Anna: Yeah you might consider that. [laughter]
Eric: Mild dementia maybe just keep it to those individuals.
Anna: Yes, agreed. Yes, this has wide ranging implications just as you say.
Mike: Two trials not just one and then pick the one that works the best.
Eric: That’s evidence based medicine. I remember that’s what they taught me in med school around evidence based medicine. Pick the trial that proves your point.
Matthew: Actually shut the trial early and bring it back many months later, with new evidence that you bring to light. Sorry, we’ve gone off the rail.
Eric: Any other magic wands Matthew?
Matthew: I’ll keep it brief and build on something Mike mentioned. If I had the magic wand I would wave it and it would have a profound cultural ripple effect. Cause I do think research is important but I really think that root of a lot of what we’re talking about is culture and biomedical culture and it would bring patients, physicians, insurers, FDA advocates, everyone into line around exactly what Anna was talking about. Making sure that the things we do in medicine, so today we’re talking about medications but the medications that we give to people on balance are doing more good than harm. They’re helping them reach their each individual goal. It sounds easy and obviously it’s extremely hard and everyone who’s listening to the podcast knows that it’s often extremely gray but I think we can do better.
Eric: Well I want to thank you all before we leave. Alex do you want to end with a little bit more song?

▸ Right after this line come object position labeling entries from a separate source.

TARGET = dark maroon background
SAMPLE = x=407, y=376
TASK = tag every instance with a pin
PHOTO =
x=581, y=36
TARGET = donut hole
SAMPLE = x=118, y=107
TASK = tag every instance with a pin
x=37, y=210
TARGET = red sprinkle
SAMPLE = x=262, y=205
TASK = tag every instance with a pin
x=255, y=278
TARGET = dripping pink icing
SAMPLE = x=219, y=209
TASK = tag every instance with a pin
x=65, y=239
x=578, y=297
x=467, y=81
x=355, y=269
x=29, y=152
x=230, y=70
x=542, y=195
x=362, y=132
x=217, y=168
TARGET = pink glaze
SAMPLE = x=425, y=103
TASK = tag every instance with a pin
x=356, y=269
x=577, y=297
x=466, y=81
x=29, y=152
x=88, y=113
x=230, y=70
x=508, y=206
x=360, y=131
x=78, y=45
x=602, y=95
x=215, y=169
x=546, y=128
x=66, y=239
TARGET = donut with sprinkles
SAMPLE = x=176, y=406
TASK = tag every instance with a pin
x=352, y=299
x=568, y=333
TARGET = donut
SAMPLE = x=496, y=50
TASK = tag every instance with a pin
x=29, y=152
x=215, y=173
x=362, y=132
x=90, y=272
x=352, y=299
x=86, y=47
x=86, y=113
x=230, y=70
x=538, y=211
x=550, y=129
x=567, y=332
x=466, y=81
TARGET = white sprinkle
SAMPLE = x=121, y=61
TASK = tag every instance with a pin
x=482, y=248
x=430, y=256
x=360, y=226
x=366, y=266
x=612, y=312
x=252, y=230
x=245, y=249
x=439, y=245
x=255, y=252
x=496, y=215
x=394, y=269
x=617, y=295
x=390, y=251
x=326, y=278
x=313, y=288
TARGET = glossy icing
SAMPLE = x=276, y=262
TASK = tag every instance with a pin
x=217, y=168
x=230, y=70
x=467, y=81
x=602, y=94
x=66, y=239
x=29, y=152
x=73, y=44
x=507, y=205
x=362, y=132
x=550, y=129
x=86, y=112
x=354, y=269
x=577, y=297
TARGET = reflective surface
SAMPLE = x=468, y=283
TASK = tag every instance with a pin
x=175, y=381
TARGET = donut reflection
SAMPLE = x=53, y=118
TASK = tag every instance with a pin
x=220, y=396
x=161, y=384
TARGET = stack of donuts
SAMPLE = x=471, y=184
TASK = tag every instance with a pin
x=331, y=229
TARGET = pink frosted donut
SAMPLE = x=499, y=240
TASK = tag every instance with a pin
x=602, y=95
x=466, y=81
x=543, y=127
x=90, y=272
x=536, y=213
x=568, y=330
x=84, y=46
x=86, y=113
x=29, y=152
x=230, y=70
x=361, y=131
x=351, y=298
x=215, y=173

Alex: Little bit more, could drink a case of you. (singing) “Oh I am a lonely painter, I live in a box of paint, I’m threatened by the Devil and I’m drawn to those that ain’t afraid. I remember the time you told me, you said, “Love is touching souls”. Surely you touched mine cause a part of you pours out of me, In these lines from time to time. Oh, you’re in my blood like holy wine you taste so bitter and so sweet. Oh, I could drink a case of you, darling and still I’d be on my feet, I’d still be on my feet.”
Eric: Matthew and Michael big thank you for joining us for this GeriPal podcast.
Group: Thank you
Anna: Beautiful Alex.
Eric: Always a big thank you Archstone Foundation for your continued support of the GeriPal podcast and to all of our listeners. Thank you for continuing to support the podcast. Goodnight everybody.